Reports today that Wellington Zoo has solved the mystery of who fathered their baby chimpanzee through a DNA paternity test perfectly highlight the ludicrousness of family law in New Zealand, according to UnitedFuture deputy leader, Judy Turner.

"It's an insult that we extend monkeys the right to determine parentage in this country, but refuse that basic right to fathers and children. It is a disgrace that men have no right at all to get a simple DNA test to confirm whether they are the father or not," says Mrs Turner.

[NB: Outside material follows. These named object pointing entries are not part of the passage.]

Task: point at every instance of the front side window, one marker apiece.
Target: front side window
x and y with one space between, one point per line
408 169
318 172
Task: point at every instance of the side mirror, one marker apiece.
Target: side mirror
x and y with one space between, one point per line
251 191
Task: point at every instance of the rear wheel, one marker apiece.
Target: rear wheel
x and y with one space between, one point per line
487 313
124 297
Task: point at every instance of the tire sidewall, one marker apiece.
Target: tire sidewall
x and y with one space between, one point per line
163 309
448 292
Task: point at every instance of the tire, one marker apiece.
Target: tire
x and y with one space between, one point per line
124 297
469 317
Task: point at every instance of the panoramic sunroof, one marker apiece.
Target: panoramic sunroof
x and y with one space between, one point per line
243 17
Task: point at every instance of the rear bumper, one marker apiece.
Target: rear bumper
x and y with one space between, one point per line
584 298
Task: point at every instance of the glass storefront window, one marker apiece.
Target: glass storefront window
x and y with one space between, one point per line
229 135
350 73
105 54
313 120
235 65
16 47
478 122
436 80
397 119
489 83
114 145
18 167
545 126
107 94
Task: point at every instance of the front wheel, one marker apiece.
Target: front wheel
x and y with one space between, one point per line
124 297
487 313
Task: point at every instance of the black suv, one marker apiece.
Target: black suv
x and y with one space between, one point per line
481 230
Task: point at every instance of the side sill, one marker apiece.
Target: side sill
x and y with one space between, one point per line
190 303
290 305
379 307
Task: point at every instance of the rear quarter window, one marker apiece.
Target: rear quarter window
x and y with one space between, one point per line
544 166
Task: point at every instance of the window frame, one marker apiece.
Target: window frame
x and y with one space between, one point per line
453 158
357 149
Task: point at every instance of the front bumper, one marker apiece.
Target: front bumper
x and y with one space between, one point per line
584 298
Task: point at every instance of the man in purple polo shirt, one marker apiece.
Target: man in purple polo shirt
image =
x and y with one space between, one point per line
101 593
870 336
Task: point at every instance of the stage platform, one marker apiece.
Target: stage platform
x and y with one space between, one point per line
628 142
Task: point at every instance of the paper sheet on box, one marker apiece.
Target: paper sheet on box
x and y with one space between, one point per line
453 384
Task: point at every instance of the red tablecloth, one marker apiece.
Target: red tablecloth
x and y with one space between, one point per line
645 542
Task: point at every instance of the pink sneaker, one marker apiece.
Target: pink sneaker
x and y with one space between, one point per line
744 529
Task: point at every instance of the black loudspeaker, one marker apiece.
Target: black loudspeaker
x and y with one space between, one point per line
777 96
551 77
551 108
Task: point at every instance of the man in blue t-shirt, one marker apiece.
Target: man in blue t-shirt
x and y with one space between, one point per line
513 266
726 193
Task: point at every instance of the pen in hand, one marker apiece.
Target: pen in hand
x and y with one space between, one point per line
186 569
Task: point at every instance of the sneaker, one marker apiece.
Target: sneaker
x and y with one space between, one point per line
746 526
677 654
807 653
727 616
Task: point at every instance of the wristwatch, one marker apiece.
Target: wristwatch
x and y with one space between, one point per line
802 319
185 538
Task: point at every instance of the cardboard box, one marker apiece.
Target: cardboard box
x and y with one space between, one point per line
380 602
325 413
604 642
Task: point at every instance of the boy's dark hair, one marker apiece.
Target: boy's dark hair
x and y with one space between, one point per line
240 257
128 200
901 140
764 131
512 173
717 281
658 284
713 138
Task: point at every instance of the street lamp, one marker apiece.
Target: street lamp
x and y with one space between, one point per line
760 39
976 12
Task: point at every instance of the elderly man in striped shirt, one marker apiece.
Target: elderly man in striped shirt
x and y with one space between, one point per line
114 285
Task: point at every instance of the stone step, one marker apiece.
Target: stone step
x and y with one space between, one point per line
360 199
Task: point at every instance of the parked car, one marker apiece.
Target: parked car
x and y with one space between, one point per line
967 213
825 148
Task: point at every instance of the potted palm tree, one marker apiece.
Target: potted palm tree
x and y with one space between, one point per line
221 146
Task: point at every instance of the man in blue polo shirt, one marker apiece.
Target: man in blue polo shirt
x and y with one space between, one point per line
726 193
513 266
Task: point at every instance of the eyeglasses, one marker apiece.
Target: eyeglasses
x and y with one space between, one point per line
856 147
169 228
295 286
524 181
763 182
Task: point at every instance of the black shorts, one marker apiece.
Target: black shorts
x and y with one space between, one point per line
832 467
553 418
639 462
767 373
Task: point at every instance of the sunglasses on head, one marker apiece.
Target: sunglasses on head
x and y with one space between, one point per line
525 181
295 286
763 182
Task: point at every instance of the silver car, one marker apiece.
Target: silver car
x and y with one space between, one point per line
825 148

"Parliament gets accused of mimicking a zoo on occasions, but perhaps our politicians need to be taking more notice of the practices of zoo keepers and realise that allowing DNA tests is simply common sense and fair."

Mrs Turner says that there are no reasonable arguments left against allowing paternity testing to be ordered by the Family Court.

Since DNA paternity testing figures began to be collected in Britain in 1998, 4,854 paternity claims have turned out to be false after testing, according to the Guardian.

"The numbers are simply staggering. In one in five cases of disputed parentage the wrong father has been fingered, but in New Zealand they have no right to clear their name unless they happen to be a chimpanzee.

"All this could be fixed if the Government introduced DNA testing in cases of disputed parentage. It is easy, it is accurate and it simply removes the cloak of uncertainty that surrounds so many father-child relationships."

Mrs Turner's has a member's bill to allow for DNA paternity testing through the Family Court that is awaiting a first reading.